На правах председателя собрания Кутузов? вынес на обсуждение следующую резолюцию по докладу:

Заслушав доклад тов. Ляпина? о «Партии и оппозиции», собрание партийной ячейки, признавая безусловно ненормальным фракционное поведение оппозиционеров за последнее время, вместе с тем считает нездоровой обстановку, какая создалась в партии в борьбе с оппозицией, обстановку, которая держит в неведении основную массу партии насчет действительных взглядов оппозиции по спорным вопросам. Собрание считает необходимым как прекратить фракционную работу, так и исправить ошибки в области своевременного и всестороннего ознакомления партийных масс со всеми принципиальными вопросами внутренней и международной политики[358 - ЦДНИ ТО. Ф. 320. Оп. 1. Д. 20. Л. 35 об.].

Процедура голосования никак письменными нормативными документами не определялась. Все решалось на местах самими участниками. На собраниях в институте голосовали простым поднятием рук. Когда предлагались два-три проекта резолюции, как в случае с Томским технологическим институтом, подсчитывали количество голосов «за», «против» и «воздержались», но без указания конкретных фамилий. Иногда голосовали «большинством», то есть вообще без подсчета голосов[359 - ЦДНИ ТО. Ф. 77. Оп. 1. Д. 27. Л. 52 об.]. В материалах собрания ячейки упоминается: «Предложенные резолюции в порядке своего выступления были подвержены голосованию. Открытой баллотировкой собрание высказалось», – и затем приводится подсчет голосов[360 - ГАНО. Ф. П-6. Оп. 4. Д. 17. Л. 39.]. (Иногда оппозиционеры требовали «тайного голосования», но в Томске это не засвидетельствовано[361 - ГАНО. Ф. П-6. Оп. 2. Д. 3509а. Л. 104.].) За резолюцию Кутузова?, впоследствии названную «резолюция меньшинства ячейки», было подано 48 голосов. Кутузов? требовал, чтобы предстоящая предсъездовская дискуссия была проведена в «искренне товарищеских рамках», призывая высказываться открыто. За предложение Ляпина? поддержать жесткую резолюцию томского актива проголосовало 104 студента[362 - ЦДНИ ТО. Ф. 77. Оп. 1. Д. 38. Л. 29; РГАСПИ. Ф. 17. Оп. 67. Д. 187. Л. 53.]. Кутузов? поспешил заметить, что в протоколе не отражено предложение Ляпина? дать право голосовать кандидатам и не указано, что к резолюции актива принято добавление, разрешающее читать стенограмму пленума всей ячейке. «Нужно конец протокола пополнить, указав эти факты»[363 - ЦДНИ ТО. Ф. 320. Оп. 1. Д. 20. Л. 37.].
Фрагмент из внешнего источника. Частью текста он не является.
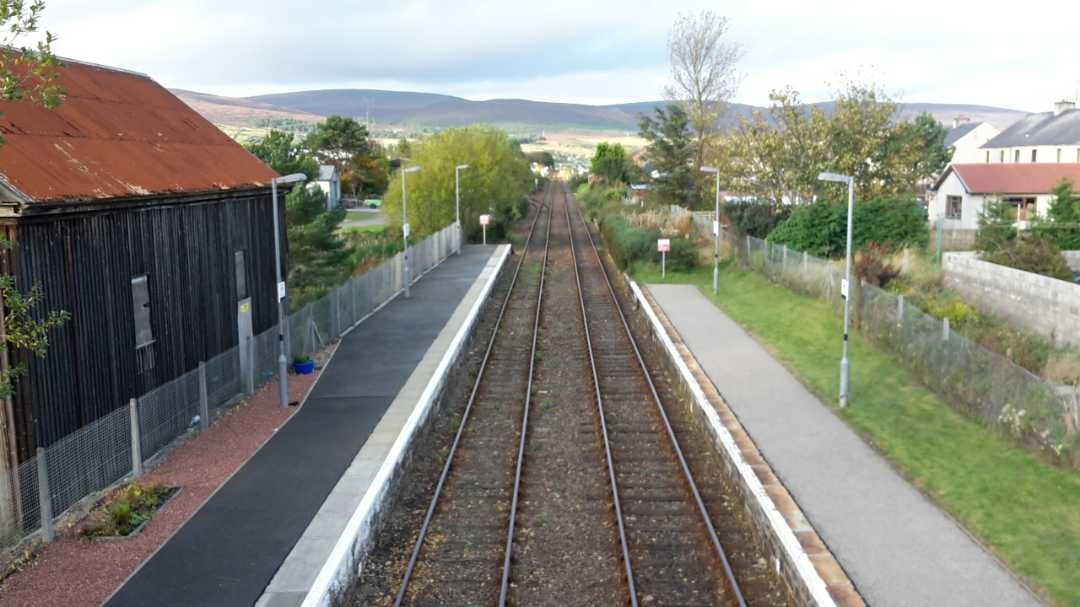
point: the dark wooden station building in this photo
(143, 220)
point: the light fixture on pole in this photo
(457, 201)
(716, 230)
(282, 361)
(405, 220)
(846, 286)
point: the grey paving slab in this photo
(228, 552)
(896, 545)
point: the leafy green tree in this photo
(27, 75)
(671, 150)
(609, 162)
(496, 183)
(284, 154)
(318, 257)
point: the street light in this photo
(716, 230)
(405, 219)
(835, 177)
(282, 361)
(457, 200)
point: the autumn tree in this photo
(703, 72)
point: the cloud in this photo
(561, 50)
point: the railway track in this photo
(670, 548)
(458, 553)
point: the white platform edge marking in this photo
(335, 568)
(783, 531)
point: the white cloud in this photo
(602, 51)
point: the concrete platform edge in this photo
(345, 557)
(797, 557)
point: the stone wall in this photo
(1047, 306)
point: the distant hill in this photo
(407, 109)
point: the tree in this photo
(27, 75)
(671, 150)
(703, 72)
(496, 183)
(609, 162)
(285, 156)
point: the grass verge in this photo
(1025, 510)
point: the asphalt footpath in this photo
(894, 543)
(229, 551)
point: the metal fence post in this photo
(44, 497)
(203, 399)
(250, 379)
(136, 439)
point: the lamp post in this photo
(457, 201)
(847, 292)
(405, 220)
(282, 361)
(716, 230)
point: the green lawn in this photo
(1027, 511)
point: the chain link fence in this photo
(973, 379)
(106, 450)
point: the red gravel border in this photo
(76, 571)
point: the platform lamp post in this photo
(457, 201)
(845, 366)
(282, 361)
(716, 230)
(414, 169)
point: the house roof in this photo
(1012, 178)
(957, 133)
(118, 134)
(1045, 129)
(327, 172)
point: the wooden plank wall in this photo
(84, 264)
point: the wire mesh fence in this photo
(979, 381)
(99, 454)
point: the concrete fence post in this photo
(44, 496)
(250, 378)
(203, 399)
(136, 439)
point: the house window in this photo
(954, 207)
(241, 270)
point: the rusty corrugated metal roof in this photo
(118, 134)
(1020, 178)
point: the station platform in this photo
(266, 535)
(896, 547)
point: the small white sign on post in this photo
(484, 220)
(663, 245)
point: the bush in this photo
(1031, 253)
(821, 228)
(755, 219)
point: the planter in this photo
(172, 495)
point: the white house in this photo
(961, 191)
(329, 181)
(966, 140)
(1051, 137)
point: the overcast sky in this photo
(581, 51)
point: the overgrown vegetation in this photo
(126, 510)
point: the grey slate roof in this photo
(955, 134)
(1040, 130)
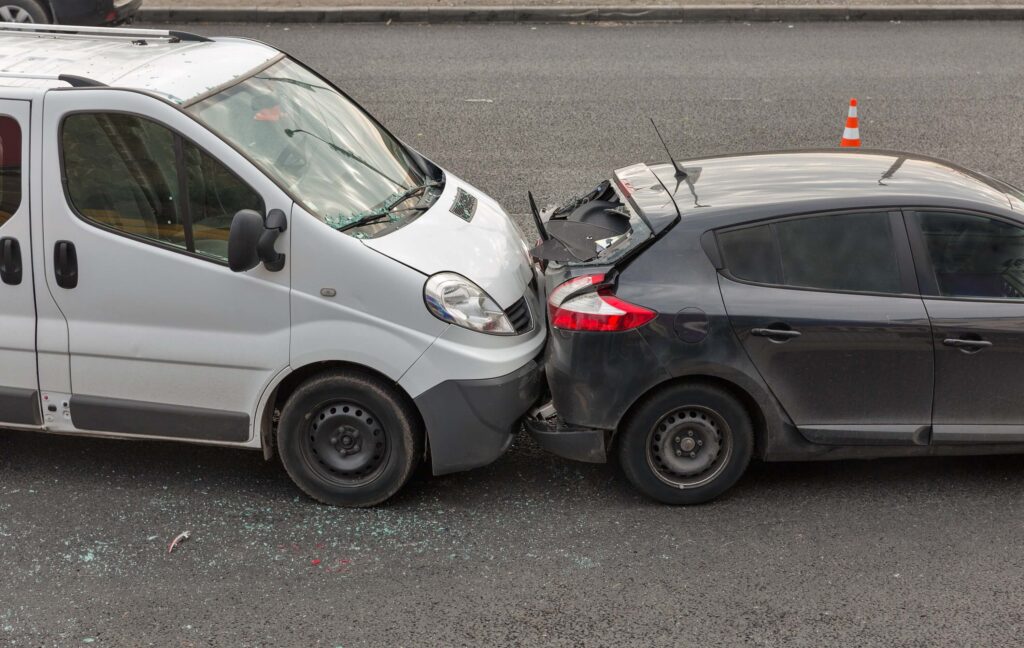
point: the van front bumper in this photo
(470, 423)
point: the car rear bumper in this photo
(470, 423)
(582, 444)
(89, 14)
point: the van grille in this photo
(518, 313)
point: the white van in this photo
(202, 240)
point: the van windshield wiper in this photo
(389, 208)
(291, 132)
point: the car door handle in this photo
(10, 261)
(66, 264)
(968, 345)
(775, 334)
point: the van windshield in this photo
(317, 144)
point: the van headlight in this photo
(455, 299)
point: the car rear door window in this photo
(10, 168)
(973, 256)
(123, 172)
(849, 252)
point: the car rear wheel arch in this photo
(303, 375)
(743, 396)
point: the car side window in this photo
(215, 195)
(973, 256)
(122, 172)
(850, 252)
(10, 168)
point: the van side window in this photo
(10, 168)
(215, 195)
(832, 252)
(122, 172)
(974, 256)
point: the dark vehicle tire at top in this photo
(686, 443)
(23, 11)
(349, 439)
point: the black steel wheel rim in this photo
(346, 443)
(689, 446)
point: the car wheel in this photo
(686, 444)
(349, 439)
(23, 11)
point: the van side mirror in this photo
(251, 241)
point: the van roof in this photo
(177, 66)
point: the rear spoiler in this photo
(567, 241)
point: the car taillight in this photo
(595, 310)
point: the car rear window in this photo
(851, 252)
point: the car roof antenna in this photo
(680, 171)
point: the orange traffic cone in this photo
(851, 136)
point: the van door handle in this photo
(10, 261)
(777, 335)
(967, 345)
(66, 264)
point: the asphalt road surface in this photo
(535, 550)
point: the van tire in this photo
(687, 443)
(349, 438)
(35, 10)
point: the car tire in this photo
(23, 11)
(686, 443)
(349, 439)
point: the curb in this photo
(686, 13)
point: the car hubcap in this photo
(689, 446)
(347, 441)
(10, 13)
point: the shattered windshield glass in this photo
(337, 162)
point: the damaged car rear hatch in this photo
(608, 225)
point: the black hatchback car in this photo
(87, 12)
(799, 305)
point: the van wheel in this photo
(349, 439)
(23, 11)
(686, 444)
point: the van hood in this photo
(486, 249)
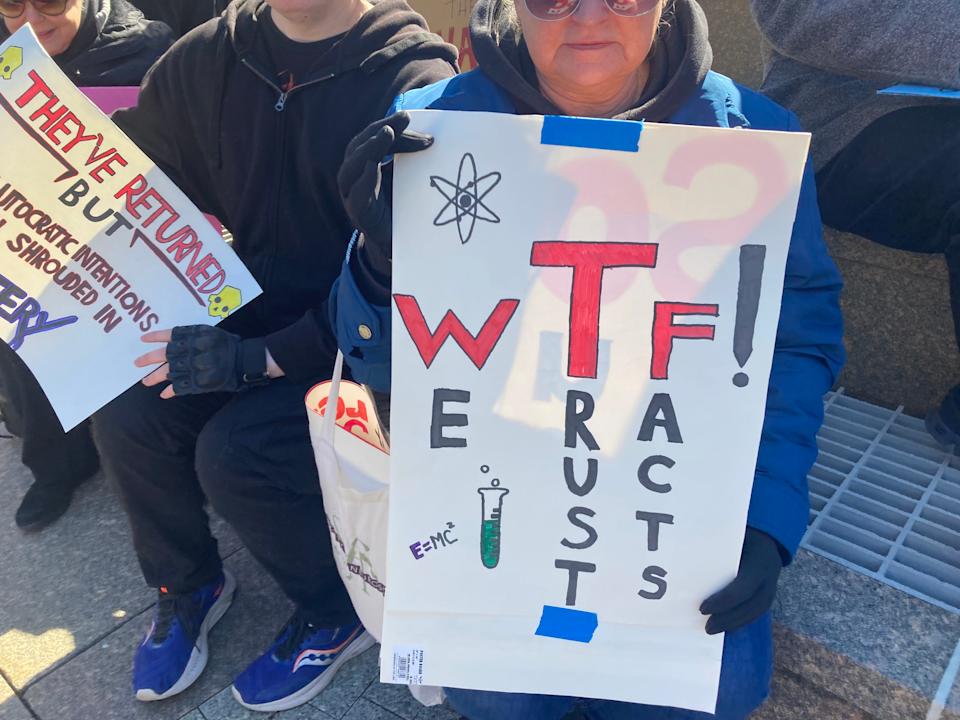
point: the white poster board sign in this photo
(582, 341)
(97, 245)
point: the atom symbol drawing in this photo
(465, 205)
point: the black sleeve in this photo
(173, 122)
(304, 349)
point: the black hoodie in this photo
(115, 45)
(265, 161)
(679, 60)
(181, 15)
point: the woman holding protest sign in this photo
(96, 43)
(627, 60)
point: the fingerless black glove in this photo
(206, 359)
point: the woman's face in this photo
(54, 32)
(590, 50)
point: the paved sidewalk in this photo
(73, 607)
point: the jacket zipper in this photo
(282, 97)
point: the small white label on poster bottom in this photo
(408, 665)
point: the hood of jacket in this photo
(679, 59)
(387, 30)
(114, 45)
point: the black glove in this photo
(203, 359)
(365, 199)
(752, 592)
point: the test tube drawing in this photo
(491, 499)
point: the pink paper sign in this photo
(109, 99)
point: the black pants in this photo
(54, 457)
(898, 183)
(250, 454)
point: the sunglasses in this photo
(11, 9)
(561, 9)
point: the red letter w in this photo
(477, 348)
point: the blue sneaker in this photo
(301, 662)
(174, 652)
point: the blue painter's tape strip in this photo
(567, 624)
(592, 133)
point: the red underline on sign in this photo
(139, 235)
(70, 169)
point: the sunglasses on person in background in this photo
(561, 9)
(14, 8)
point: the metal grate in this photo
(885, 500)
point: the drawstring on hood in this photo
(389, 29)
(679, 59)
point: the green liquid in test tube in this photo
(492, 504)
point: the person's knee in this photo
(218, 468)
(128, 421)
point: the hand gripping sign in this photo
(97, 245)
(583, 330)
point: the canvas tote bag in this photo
(353, 460)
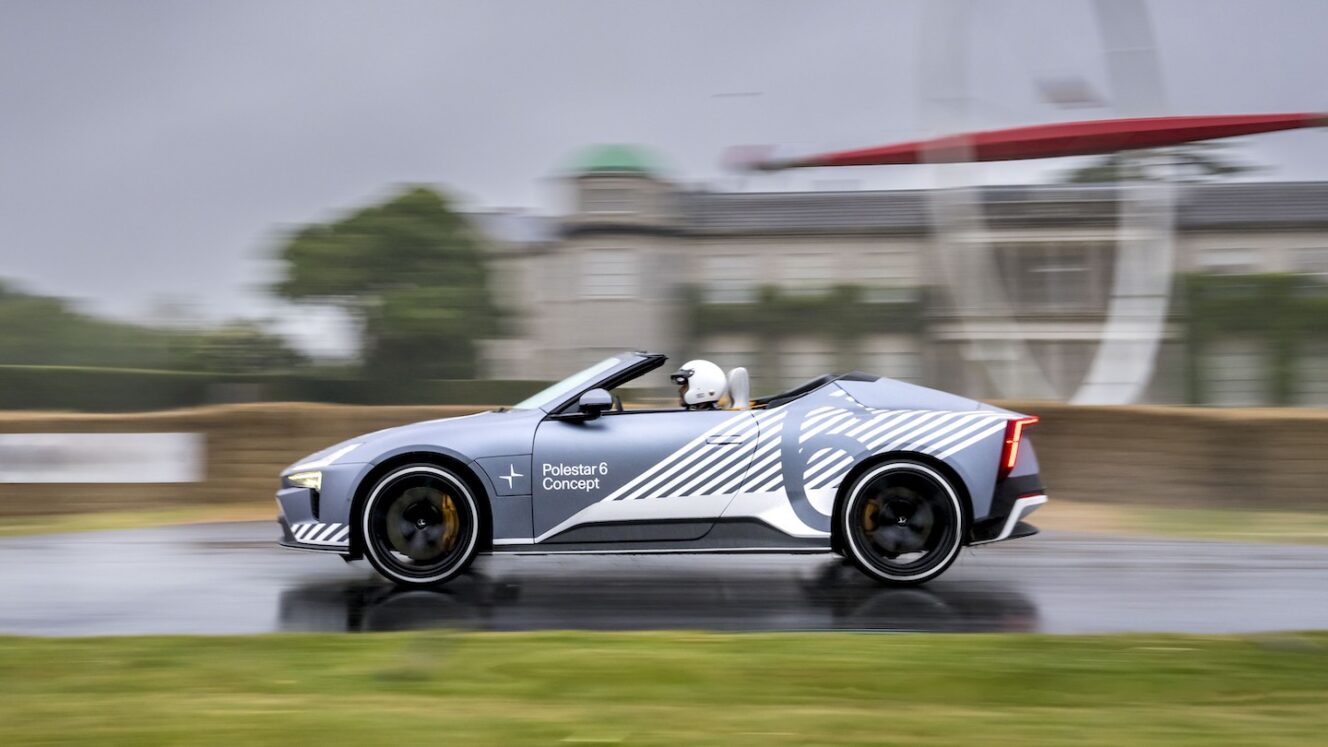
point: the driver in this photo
(700, 384)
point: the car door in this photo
(638, 475)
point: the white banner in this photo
(101, 457)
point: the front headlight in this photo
(306, 480)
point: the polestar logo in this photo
(511, 475)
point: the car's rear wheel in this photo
(420, 525)
(902, 523)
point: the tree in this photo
(1191, 162)
(412, 271)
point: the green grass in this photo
(1247, 525)
(665, 689)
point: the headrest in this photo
(740, 388)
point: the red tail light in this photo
(1013, 435)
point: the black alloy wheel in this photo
(420, 525)
(902, 523)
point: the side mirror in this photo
(594, 403)
(588, 407)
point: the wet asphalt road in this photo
(233, 578)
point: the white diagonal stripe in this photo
(835, 472)
(909, 426)
(972, 440)
(916, 441)
(956, 436)
(681, 452)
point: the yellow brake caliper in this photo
(452, 523)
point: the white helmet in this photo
(701, 382)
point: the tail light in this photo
(1013, 435)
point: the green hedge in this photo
(129, 390)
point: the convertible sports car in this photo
(893, 476)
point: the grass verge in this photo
(1238, 525)
(665, 689)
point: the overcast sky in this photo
(156, 150)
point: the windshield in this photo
(554, 394)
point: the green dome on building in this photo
(615, 160)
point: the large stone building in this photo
(792, 285)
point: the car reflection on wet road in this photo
(233, 578)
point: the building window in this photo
(1229, 261)
(1053, 277)
(604, 198)
(1234, 374)
(894, 358)
(806, 273)
(728, 278)
(610, 273)
(1312, 261)
(886, 275)
(802, 360)
(1312, 375)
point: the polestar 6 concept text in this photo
(894, 476)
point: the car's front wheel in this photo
(420, 525)
(902, 523)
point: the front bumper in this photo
(319, 520)
(315, 536)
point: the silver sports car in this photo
(893, 476)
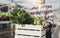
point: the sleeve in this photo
(50, 15)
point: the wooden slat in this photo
(29, 31)
(24, 36)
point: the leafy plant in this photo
(21, 16)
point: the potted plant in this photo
(4, 16)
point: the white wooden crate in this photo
(29, 31)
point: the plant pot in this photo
(4, 18)
(29, 31)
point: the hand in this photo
(46, 25)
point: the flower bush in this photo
(21, 16)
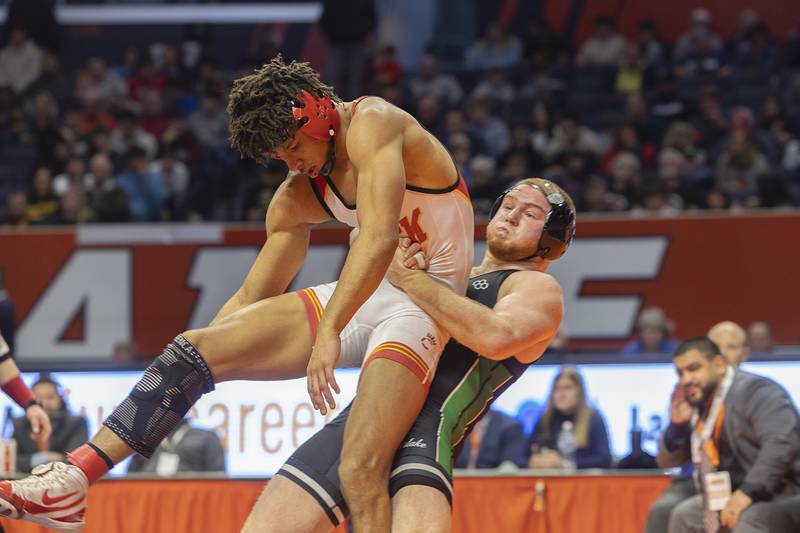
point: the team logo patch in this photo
(480, 284)
(428, 341)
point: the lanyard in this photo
(699, 438)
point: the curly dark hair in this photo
(260, 105)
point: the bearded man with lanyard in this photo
(742, 432)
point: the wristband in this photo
(19, 392)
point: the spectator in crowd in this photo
(598, 198)
(759, 337)
(16, 210)
(106, 201)
(496, 49)
(495, 87)
(711, 402)
(429, 114)
(672, 173)
(653, 198)
(570, 136)
(210, 123)
(42, 202)
(604, 47)
(428, 81)
(521, 147)
(542, 45)
(731, 340)
(104, 84)
(499, 441)
(125, 352)
(146, 191)
(488, 127)
(176, 177)
(347, 27)
(145, 78)
(560, 343)
(74, 175)
(7, 315)
(71, 208)
(568, 403)
(460, 147)
(650, 47)
(746, 21)
(739, 167)
(631, 71)
(654, 334)
(38, 19)
(484, 187)
(20, 61)
(129, 135)
(185, 449)
(700, 40)
(69, 430)
(626, 138)
(386, 68)
(542, 126)
(52, 81)
(626, 177)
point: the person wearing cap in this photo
(654, 334)
(700, 38)
(742, 434)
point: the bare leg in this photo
(268, 340)
(389, 399)
(284, 506)
(420, 509)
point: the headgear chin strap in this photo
(559, 225)
(316, 115)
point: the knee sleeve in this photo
(160, 400)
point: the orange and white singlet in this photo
(389, 324)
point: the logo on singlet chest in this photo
(480, 284)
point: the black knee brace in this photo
(160, 400)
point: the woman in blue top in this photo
(567, 403)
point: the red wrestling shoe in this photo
(54, 495)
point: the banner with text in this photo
(79, 292)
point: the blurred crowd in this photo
(637, 125)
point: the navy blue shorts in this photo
(421, 460)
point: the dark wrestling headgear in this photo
(559, 226)
(317, 118)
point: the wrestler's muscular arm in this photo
(375, 147)
(290, 216)
(525, 318)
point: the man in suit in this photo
(731, 339)
(742, 433)
(69, 430)
(496, 439)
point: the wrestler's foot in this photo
(54, 495)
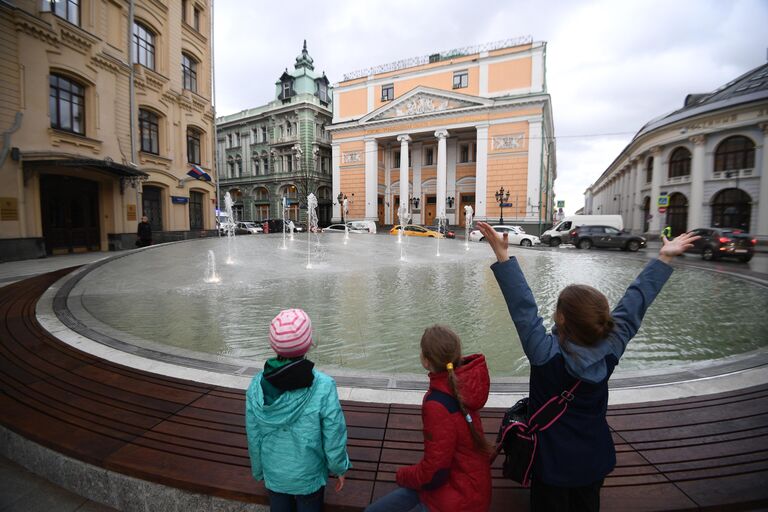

Высказывались опасения, что на самом деле поддержка Кутузова? еще выше. В партии говорили, что «некоторые товарищи боятся – как я выступлю, меня [посчитают] оппозиционером»[364 - РГАСПИ. Ф. 589. Оп. 3. Д. 3349. Л. 141.]. Сорок коммунистов «буферной группы» писали в ЦК и ЦКК: «На собраниях часто царит безразличие, часть уходит до конца, другая часть голосует механически. В частной товарищеской беседе сплошь и рядом высказываются сомнения, обнаруживаются неясности, несогласия и мнения прямо противоположные тем, которые были проголосованы на собрании»[365 - РГАСПИ. Ф. 323. Оп. 2. Д. 100. Л. 628–629.].

3. Субъекты речи

Эвристическая ценность подхода Кембриджской школы состоит в том, что рефлексия над взаимоотношениями текста и контекста через языковую призму избавляет исследователя от необходимости вдаваться в вопросы связи между биографией, психологией и внутренними убеждениями говорящего и его словами, которые приобретают самостоятельное значение. Но это не значит, что нам не стоит познакомиться с Ляпиным? и Кутузовым? немного ближе. Между ними десять лет разницы в возрасте, чуть меньше – в партстаже и существенная разница в положении: Ляпин? пришел в СТИ как новый председатель окружкома: все партийные регалии были при нем. Кутузов? же был студентом инженерного факульета и второстепенной фигурой в местной партийной иерархии. Но, проигрывая Ляпину? в положении, Кутузов? выигрывал в авторитете. Если Ляпин? считался чужаком, нагрянувшим на город по инструкции далекого крайкома, то Кутузов? был «своим человеком» в институте.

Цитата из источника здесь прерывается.